Functional API in Node.js without external libraries. 👦

Pablo Ruiz Ponce
2 min readDec 3, 2020

👦 Junior developer: To understand this post you don’t need to be an expert but you must be familiar with concepts like: Node.js, API and HTTP.

The motivation for writing this post is because this would have been very useful for me a month back. I’m enrolled in a subject called Web Services and Middleware and on this subject we were supposed to create an API from scratch.

We were free to use any programing language, but there was a restriction: “If you use Node.js, it is not allowed to use Express”

At first, I thought that this task was going to be very easy, but after a few minutes surfing the web I’ve realized that I was wrong. Most of the examples that you can find are based on Express and the few ones that use the HTTP library were extremely basic.
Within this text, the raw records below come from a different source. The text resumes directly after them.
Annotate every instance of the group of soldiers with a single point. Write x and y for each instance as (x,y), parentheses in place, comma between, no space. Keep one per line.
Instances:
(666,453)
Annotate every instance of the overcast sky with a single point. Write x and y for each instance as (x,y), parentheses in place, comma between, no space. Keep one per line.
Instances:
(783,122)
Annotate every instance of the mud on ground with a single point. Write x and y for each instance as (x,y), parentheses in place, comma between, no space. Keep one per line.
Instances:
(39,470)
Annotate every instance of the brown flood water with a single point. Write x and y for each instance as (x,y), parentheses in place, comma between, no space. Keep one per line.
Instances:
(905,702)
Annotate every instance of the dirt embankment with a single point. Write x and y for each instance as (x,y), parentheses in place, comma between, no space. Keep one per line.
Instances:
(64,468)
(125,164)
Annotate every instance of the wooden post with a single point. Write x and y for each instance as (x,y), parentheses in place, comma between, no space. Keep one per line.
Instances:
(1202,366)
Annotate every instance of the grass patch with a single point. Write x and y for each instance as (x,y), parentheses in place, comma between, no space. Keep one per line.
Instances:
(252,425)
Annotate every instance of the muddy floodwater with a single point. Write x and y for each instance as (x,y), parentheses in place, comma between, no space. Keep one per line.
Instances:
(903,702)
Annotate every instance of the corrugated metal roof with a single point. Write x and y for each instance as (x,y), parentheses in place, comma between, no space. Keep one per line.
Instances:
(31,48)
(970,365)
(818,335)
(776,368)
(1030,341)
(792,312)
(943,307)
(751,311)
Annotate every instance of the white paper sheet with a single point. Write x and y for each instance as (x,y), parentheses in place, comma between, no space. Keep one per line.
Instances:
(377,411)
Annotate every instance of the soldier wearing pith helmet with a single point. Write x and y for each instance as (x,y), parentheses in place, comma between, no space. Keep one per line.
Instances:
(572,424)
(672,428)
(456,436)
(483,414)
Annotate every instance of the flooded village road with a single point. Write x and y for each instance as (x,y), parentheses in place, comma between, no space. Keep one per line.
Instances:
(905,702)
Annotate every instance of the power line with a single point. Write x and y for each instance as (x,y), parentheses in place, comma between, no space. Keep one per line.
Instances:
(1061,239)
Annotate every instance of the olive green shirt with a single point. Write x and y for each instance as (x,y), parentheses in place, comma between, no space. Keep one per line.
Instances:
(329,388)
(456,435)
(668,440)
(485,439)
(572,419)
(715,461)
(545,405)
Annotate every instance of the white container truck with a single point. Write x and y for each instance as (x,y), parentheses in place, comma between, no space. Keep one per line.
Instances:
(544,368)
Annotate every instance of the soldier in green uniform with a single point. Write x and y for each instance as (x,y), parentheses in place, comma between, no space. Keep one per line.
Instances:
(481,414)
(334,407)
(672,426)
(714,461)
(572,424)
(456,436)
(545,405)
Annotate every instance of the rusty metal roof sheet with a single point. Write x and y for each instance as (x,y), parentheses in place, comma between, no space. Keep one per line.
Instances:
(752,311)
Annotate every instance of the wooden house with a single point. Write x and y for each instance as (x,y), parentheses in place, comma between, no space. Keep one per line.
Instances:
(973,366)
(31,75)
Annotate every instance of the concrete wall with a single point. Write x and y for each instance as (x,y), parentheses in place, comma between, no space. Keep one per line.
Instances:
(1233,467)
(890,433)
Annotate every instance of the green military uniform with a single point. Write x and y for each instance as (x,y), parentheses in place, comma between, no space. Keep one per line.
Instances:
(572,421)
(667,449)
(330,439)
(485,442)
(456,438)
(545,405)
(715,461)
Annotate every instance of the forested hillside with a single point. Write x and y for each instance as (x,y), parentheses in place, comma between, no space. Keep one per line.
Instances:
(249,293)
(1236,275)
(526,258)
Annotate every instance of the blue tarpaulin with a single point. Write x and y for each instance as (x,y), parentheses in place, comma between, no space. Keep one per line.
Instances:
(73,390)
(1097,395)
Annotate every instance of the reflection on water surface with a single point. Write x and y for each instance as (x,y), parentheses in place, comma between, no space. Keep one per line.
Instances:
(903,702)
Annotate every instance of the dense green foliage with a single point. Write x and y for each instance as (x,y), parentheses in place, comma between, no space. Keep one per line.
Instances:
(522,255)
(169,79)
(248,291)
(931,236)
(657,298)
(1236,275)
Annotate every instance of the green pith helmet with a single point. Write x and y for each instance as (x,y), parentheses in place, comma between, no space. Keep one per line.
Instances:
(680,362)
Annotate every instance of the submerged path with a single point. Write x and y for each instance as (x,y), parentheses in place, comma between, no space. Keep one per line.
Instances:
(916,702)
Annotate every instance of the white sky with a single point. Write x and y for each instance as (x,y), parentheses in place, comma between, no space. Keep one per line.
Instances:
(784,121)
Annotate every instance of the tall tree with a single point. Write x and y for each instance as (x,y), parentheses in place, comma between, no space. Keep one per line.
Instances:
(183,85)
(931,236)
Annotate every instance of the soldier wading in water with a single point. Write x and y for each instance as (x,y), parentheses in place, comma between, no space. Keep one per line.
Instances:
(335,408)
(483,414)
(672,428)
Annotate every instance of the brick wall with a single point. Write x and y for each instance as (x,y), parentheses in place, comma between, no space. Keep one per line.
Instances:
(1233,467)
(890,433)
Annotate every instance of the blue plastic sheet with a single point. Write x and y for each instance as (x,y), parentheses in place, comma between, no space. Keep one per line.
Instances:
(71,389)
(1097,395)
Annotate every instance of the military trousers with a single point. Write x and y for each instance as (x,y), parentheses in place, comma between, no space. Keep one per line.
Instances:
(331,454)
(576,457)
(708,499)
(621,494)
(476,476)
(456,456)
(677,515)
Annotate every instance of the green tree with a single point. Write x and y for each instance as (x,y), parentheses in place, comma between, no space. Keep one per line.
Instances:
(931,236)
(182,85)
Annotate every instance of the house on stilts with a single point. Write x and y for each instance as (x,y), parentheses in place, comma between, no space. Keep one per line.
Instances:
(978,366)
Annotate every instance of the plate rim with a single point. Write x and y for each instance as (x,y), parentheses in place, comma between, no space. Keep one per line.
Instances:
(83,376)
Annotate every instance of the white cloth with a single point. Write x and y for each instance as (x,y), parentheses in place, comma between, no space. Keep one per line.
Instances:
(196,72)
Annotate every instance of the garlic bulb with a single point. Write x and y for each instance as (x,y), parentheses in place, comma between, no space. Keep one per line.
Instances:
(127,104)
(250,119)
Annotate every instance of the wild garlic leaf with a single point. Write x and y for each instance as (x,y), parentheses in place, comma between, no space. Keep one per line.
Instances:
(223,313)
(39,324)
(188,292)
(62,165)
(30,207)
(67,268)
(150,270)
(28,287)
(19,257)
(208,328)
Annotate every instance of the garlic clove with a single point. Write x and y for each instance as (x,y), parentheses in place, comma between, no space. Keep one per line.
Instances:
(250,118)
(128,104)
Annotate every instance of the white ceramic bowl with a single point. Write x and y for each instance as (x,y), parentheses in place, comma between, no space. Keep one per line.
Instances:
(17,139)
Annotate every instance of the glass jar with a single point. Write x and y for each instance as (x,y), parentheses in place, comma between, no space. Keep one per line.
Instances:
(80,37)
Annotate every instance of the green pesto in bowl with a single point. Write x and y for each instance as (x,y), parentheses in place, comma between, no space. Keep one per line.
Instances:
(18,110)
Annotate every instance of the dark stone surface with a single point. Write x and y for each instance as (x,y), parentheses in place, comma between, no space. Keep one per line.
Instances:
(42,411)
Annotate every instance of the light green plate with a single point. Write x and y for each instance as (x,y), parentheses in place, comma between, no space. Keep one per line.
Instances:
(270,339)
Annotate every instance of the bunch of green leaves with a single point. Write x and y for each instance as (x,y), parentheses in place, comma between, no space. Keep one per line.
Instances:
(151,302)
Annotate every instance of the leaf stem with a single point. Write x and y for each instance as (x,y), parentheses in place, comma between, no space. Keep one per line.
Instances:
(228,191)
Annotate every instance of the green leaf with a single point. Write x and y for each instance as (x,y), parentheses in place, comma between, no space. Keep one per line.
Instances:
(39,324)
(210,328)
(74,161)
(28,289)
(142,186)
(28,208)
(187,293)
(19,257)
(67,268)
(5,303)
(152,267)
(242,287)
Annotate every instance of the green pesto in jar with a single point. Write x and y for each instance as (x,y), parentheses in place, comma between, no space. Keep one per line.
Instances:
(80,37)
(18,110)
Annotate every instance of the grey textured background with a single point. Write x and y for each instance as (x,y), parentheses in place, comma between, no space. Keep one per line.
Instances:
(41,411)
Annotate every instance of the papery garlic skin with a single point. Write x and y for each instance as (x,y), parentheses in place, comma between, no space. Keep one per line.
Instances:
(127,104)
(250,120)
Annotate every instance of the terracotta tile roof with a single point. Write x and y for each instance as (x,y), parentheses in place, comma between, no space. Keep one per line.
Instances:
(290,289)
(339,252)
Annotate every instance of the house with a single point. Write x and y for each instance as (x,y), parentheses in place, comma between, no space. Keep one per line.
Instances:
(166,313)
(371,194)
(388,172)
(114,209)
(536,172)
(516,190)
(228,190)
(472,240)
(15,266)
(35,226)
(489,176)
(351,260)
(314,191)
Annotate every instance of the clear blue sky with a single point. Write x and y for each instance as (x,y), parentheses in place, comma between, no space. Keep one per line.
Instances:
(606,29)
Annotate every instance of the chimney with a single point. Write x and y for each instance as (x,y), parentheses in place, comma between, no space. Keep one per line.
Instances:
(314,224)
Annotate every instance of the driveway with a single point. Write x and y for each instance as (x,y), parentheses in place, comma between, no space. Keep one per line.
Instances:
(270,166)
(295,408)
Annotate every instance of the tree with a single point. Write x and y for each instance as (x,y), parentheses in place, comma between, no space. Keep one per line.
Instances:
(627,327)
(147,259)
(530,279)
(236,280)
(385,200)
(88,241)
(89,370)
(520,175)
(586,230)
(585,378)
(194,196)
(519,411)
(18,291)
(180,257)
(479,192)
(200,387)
This post helped me a lot but it still not enough.

The complete code is right below and during this post I will decompose it and I will explain each part.

This API is based on a customer service. The end users are able to get all the customers and their orders, get detailed information from an specific customer and their orders, add customers and add orders.

The first part of our code must be the HTTP Server where the API will be running. The server has a callback function inside where we will handle everything. This function has 2 parameters:

  • req - The HTTP request of the client
  • res - The HTPP response that the server will provide to the client

Now, if you execute your code, the server will be running in your localhost using the port 3000. At this point, if we go to to localhost:3000/ you won’t see anything. This is because we don’t have the logic of the API yet.

After setting up the server, I like to define all the routes and methods allowed by the API. In Express the routing process is absurdly easy. On the other hand, using just the http library makes the things a little bit more trickier.

For the endpoints the best solution and the one I use is regex. You can also use just the url of the request, as I do on the root, but you will have troubles when defining more complex routes.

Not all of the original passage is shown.